Described as “New York City’s gonzo anti-folk punk rock radical leftist hootenanny”, OUT OF SYSTEM TRANSFER combine elements of traditional folk protest music, New York anti-folk, and punk rock to create their high-energy, engaging, and thoughtful sound. Prior to Covid, they toured extensively throughout the US, Canada, Mexico, and Europe with plans to return to the road after if conditions allow, and today we’re honored to partner up with them to give you the first listen of their new album “Just Be Loud”, an adventurous and ridiculously fun offering that compiles the horror, helplessness, and despair of living in today’s America, but also the joy of resistance, the beauty of performance, and the need for caring communities. With influences ranging from anarcho punk, old-timey showtunes, bluegrass, Black Sabbath, and more, the sonic landscape of the album is just as dynamic as its subject matter. Listen to the full thing and scroll down to read our brief interview below.
There’s something refreshingly raw in the urgency of folk punk. And Brooklyn, NY band Out of System Transfer excel at understanding while testing the rules of the genre. With sonic references to AJJ, The Mountain Goats, and Days N Daze, the band has created a raucous collection of songs with their new record Just Be Loud. If the title alone isn’t enough to convince you to listen, the blown-out acoustic strums, dancing basslines, and playful trombone will whisk you away into a world of basement shows and earnest folks. A world that feels far away from us now.
While there’s certainly a fair share of comforting nihilism in the lyrics, Out of System Transfer are fighting to make a positive difference in this modern era. The band recalls, “Just Be Loud is 12 songs about the horror, helplessness, and despair of living in today’s America but also the joy of resistance, the beauty of performance, and the need for caring communities.” They’re a band that truly gets to the heart of matters, all the while providing earwormy melodies and upbeat, scrappy, and delightful music. And remember – play it loud!
OUT OF SYSTEM TRANSFER are: Jesse Sternberg, Guitar; Danielle Kolker, Banjolele; Jon Good, Trombone; and Jesse Jacobsen, Bass Guitar.
You talk about balancing hopelessness and joy in your work. How did that balancing act seep into the songs on Just Be Loud?
Wth this record we really wanted to both capture the despair that so many people have been feeling and also look to art and activism as two major sources of hope.
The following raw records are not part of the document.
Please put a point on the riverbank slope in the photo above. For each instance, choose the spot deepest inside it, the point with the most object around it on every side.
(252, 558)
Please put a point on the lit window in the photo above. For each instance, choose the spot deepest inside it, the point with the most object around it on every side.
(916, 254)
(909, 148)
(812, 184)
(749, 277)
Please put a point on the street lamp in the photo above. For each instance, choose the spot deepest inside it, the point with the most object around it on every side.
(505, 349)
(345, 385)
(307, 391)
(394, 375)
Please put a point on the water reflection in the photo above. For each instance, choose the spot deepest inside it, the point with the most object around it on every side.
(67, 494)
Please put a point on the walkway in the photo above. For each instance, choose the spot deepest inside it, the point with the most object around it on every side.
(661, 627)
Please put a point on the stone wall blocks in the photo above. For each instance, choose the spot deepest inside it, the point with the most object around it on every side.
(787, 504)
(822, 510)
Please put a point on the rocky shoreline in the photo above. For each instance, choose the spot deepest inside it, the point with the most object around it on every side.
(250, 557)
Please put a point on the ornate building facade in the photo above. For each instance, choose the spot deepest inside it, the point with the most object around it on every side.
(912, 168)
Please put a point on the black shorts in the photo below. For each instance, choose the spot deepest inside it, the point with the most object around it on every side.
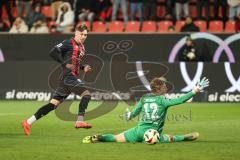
(68, 85)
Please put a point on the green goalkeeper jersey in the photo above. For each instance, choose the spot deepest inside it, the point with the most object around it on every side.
(154, 109)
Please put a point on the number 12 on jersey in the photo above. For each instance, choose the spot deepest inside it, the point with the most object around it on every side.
(150, 110)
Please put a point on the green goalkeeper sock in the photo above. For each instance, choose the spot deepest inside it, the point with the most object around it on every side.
(168, 138)
(107, 138)
(178, 138)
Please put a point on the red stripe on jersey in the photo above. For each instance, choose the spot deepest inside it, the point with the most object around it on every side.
(75, 62)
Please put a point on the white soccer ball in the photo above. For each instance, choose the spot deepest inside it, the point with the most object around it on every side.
(151, 136)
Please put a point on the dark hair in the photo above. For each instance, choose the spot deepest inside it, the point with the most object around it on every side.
(82, 27)
(157, 83)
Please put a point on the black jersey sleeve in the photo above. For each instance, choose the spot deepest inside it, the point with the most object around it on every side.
(57, 52)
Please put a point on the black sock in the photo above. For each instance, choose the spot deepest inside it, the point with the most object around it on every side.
(83, 105)
(44, 110)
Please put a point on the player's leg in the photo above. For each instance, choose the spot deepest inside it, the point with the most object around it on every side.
(126, 136)
(105, 138)
(44, 110)
(58, 97)
(165, 138)
(86, 96)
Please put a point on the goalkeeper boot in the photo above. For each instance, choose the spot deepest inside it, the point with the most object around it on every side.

I’ll give you two examples.The song “House of the Deaf” is based on the last days of the painter Francisco Goya. At the time he was in failing mental and physical health, had buried several children, had abandoned all hope of making his mark as a painter and of democracy for Spain, and was living in total isolation, making paintings on the wall he thought no one would ever see.. On the other hand, after his death, those paintings became the most famous and beloved of his career and now hang at the Prado in Madrid. So to me the song is about the despair we were feeling last year, pouring your heart into art with no audience, and the hope that it will find one someday, even if we’re already dead by then.
The other example is the song “Year Without a Summer,” which came out of the Black LIves Matter protests of last year. I felt like, in addition to the horrific police abuses that inspired the movement of course, a big part of the energy behind the movement was the hopelessness everyone had been feeling after months of lockdown with so little help and support. I think for many people the movement became a place to find new hope and purpose and to be a part of something larger again.
Did you make this record live? The interplay between trombone, guitar, and bass feels so natural.
Guitar, bass, banjolele, most vocals, and most of the trombone parts were recorded live and without a click track, and then we added just a few overdubs. We are a live band and it’s important to us to get the live feel on our recordings. There’s a specific sound of a room full of musicians playing together that’s greater than the sum of its parts, and I think this is the best we’ve captured that sound so far, thanks to some great engineering from Dan Shatsky and Sarah Egress.
What is the folk punk scene like in Brooklyn?
Brooklyn doesn’t really have much of a folk-punk scene, specifically, to speak of. There’s the antifolk scene, and there’s the queer/political side of the punk scene, and we have kind of a foot in each one. There’s a few other similar acts like Brook Pridemore, Cruel Children, but not a lot of what people think of as “folk punk” in the rest of the country. For us, that’s just as well, because we prefer playing diverse bills to diverse audiences, and we thrive on the mixed genre shows. I would say an ideal bill for us would be a straight folk act, a straight punk act, and us bridging the gap between the two..
What’s next for Out of System Transfer? Where can listeners find you in the next couple of months?
We’re touring the Northeast and Midwest immediately after the album release in September, and have a homecoming/album release show in Brooklyn October 1st. We’re hoping to tour the South in November and the rest of the country and Canada in the spring, but of course that all depends on Covid stuff. We were planning another European tour before COVID and wanted to go back to Mexico as well, so looking forward to that in the next couple years as things continue to open up.